Russia has long been pushing Minsk to sell off key state assets including oil refineries, chemical plants, oil and gas pipelines, and machinery plants. In addition, Moscow has been calling for Belarus to open its markets to Russian goods, tearing down barriers that exist despite the fact that the two countries are members of a unified customs zone.
“It is a matter of the privatization of shares, the entrance of Russian capital into Belarus, and the opening of markets to Russian products,” notes Yevgeny Minchenko, director of Russia’s International Institute of Political Expertise.
Belarus has run through 20 percent of its hard-currency reserves since the beginning of the year and implemented a partial currency devaluation at the end of March. Long lines are forming at exchange booths that are rapidly running out of dollars and euros.
Panicky Belarusians are meanwhile buying up cars, gold, and nonperishable staples like sugar, tea and coffee as they desperately seek to retain the value of their savings as fears of further devaluations mount.
On 31 March, Belarus presented Moscow a plan to stabilize the economy that envisions $2 billion in credits from the Russia-dominated Eurasian Economic Community (Eurasec) and $1 billion from Russia. It also proposes a tightened monetary policy, structural and tax reforms and reduced state spending.
However, Moscow has been slow to react. Deputy Finance Minister Dmitry Pankin told Interfax on 5 April that Russia had made “no promises” and that Moscow was studying the proposed macroeconomic reforms.
Belarusian economist Syarhey Chaly tells RFE/RL’s Belarus Service that no serious restructuring can be carried out so quickly and the talks must really be focused on other matters.
“It’s obvious that there are conditions, but they aren’t being publicly discussed. Most likely, the conditions are very concrete,” Chaly says. “Because we are in a very bad situation and have painted ourselves into a corner, Russia can demand practically anything it wants.”
Russia’s hand is further strengthened because Lukashenka may have miscalculated in his normally wily geopolitical balancing act, political scientist Minchenko says. “There is no possibility to play the game that Lukashenka loves to play,” he says, “weaving between Russia, the West, China, and Latin America.”
No room to maneuver
Prior to Belarus’s December presidential election, the European Union offered Lukashenka a $4.2 billion aid package if the poll was conducted fairly.

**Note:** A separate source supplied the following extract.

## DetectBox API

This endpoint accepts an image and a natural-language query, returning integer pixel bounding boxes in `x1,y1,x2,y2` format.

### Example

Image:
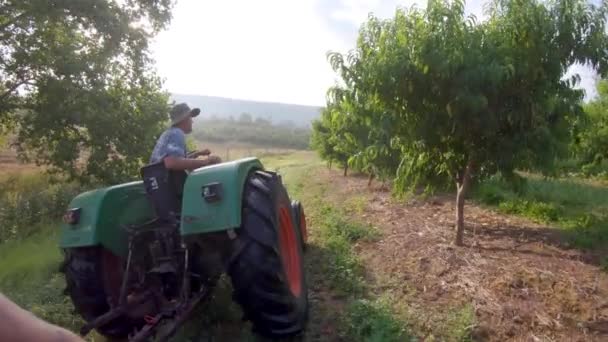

Not only was the election held in poor esteem by outside monitors, but Lukashenka also launched a brutal crackdown on the political opposition in the wake of the poll. The EU aid offer was withdrawn and the West began imposing fresh sanctions.
In addition, the bad economic situation was brought to the current crisis by populist measures Lukashenka adopted in the run-up to the vote. In particular, he raised salaries in the country’s enormous public sector at a time when Russia was raising the rates it charges Belarus for oil and gas.
The current crisis will likely force Lukashenka to roll back those promises and could prompt a devaluation of the national currency by as much as 40 percent.
After years of oppression and marginalization – as well as the postelection crackdown – the political opposition in Belarus is hobbled and in a poor position to capitalize on the growing public discontent. But the panic puts additional pressure on Lukashenka to come to terms with Moscow quickly.